First,
some thoughts on how this turned out
- The orange beurre blanc was amazing. I guess a stick of butter will make anything better
- I’ll definitely try the glazed vegetables again (carrots were a little overcooked this time), but I wouldn’t do it again when there’s already a hearty butter sauce on the plate
- I thought this would look fancier. One of these days I’ll figure out how to plate food properly.
- The lime mint sorbet started to melt with the quickness. Though it was like 85 in my apartment.
- Speaking of the sorbet, it needed something else. Just the lime and mint made it taste like lime-ade (with a hint of mint). Maybe some watermelon would work.
- Fava beans are more of a pain than they’re worth
Recipe:
Orange Beurre Blanc (from:
http://www.simplyrecipes.com/recipes/orange_beurre_blanc_sauce_for_seafood/)
Juice
of 1 orange (about 3/8 cup)
1
teaspoon orange zest
1
teaspoon minced shallots
¼ cup
white wine (I actually used Vermouth)
1 stick
(1/4 lb.) butter
Salt
Pepper
Add the
orange juice, zest, shallots, and wine in a small sauce pan. Bring to a simmer,
cook over medium high and reduce until the sauce is nearly a glaze (took me ~10
minutes). Add in the butter in 4 additions, whisking continuously as you do so
to emulsify the sauce. Season with salt and pepper.
Glazed Vegetables
3
carrots, halved, then quartered
Fava
Beans (like 8 stalks I think?)
½ - ¾ cup
chicken stock
2
Tablespoons butter, divided
Lime
juice
Lime
zest
Salt
For the
fava beans: remove the beans from the stalks. Parcook the beans (I was lazy and
microwaved them) until the outer layer shrivels. Remove the inner, edible part.
Place
the carrots in a medium sauté pan, and cover halfway with chicken stock. Add 1
Tbsp butter. Bring to a boil, reduce to a simmer and cook on medium-low, until
carrots start to get tender. Add the fava beans, the remaining 1 tbsp of
butter, and raise the heat to medium-high. Stir until the liquid reduced to
practically nothing, tossing the vegetables to cover them in glaze. Squeeze in
a bit of lime juice, and add some lime zest.
Salmon:
Score
the filet along the skin (so it doesn’t curl up in the pan), and season with
salt on both sides. Heat a skillet over high heat. Pour a little vegetable oil
on the fish, coating both sides. Place the fish in the pan, skin down. Reduce
heat to medium, and cook for ~3 minutes. Flip and cook for another minute.

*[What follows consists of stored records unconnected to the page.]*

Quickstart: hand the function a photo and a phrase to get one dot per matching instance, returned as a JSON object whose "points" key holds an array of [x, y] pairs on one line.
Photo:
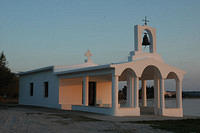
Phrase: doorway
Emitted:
{"points": [[92, 93]]}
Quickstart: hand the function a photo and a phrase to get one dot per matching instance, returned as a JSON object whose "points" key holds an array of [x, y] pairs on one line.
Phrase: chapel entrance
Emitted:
{"points": [[150, 105], [92, 93]]}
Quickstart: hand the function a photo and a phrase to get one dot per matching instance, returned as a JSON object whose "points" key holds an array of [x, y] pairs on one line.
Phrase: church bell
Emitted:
{"points": [[145, 41]]}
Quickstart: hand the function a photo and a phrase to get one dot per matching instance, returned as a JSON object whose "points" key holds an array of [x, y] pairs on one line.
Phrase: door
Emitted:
{"points": [[92, 93]]}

Times will vary based on how thick the fish is, the filet I used wasn’t very
thick.
Lime and Mint Sorbet:
4
Limes, halved and skin removed
Leaves
from 1 sprig of mint, roughly chopped
2 Tbsp
sugar
4 cups
ice
Add the
ingredients to your Vitamix in the order listed. Turn the blender on, and
increase the speed from 1 to 10. Blend for 45 seconds, tampering down with the
big black tampering thingamajiggy that they give you. The sorbet is done when
the blade makes a whirring sound. Serve with lime zest.